Identities as readers and writers of texts
As students thought about reading as interpreting text, writing as making meaning, and text as anything to which they might ascribe meaning, and as they talked about these concepts during their planning and videotaping, it was gratifying for me to watch them increasingly identify themselves as readers and writers. Later in the semester, students had some background upon which to build as they explored and made meaning around the sometimes difficult texts we read together.
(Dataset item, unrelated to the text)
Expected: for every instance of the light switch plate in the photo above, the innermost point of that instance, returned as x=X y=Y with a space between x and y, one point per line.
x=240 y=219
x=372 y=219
But by this time, they were already thinking of themselves as readers and writers, and they had strategies they’d used before that might be of help to themselves and their peers.
Bee Foster, in her Digital Is resource, “Redefining Texts,” expands this idea of “text” in a similar way, and asserts that multimodal creations are texts can be read (interpreted) and written (created).
The “Literacy in Our Lives” activity helped me build community among my students and their pre-service teaching mentors. It allowed us all to consider how multiple literacies shape our lives and identities. And it allowed us to tap into and celebrate the rich out-of-school literacies that go into creating our identities. As a result of teaching this activity multiple times, I’ve come to look at digital and multimodal texts as forms of writing that require ways of reading that have some processes in common with reading print-on-a-page, but also go beyond this in significant ways. And this, I feel, has implications regarding assessing digital and multimodal writing. My work with the NWP Multimodal Assessment Committee this past year has provided me with a framework and a starting point to think about assessing this kind of writing, and now what I want to do is explore some practical applications of the framework by using it to assess the multimodal and digital writing that I have my student create.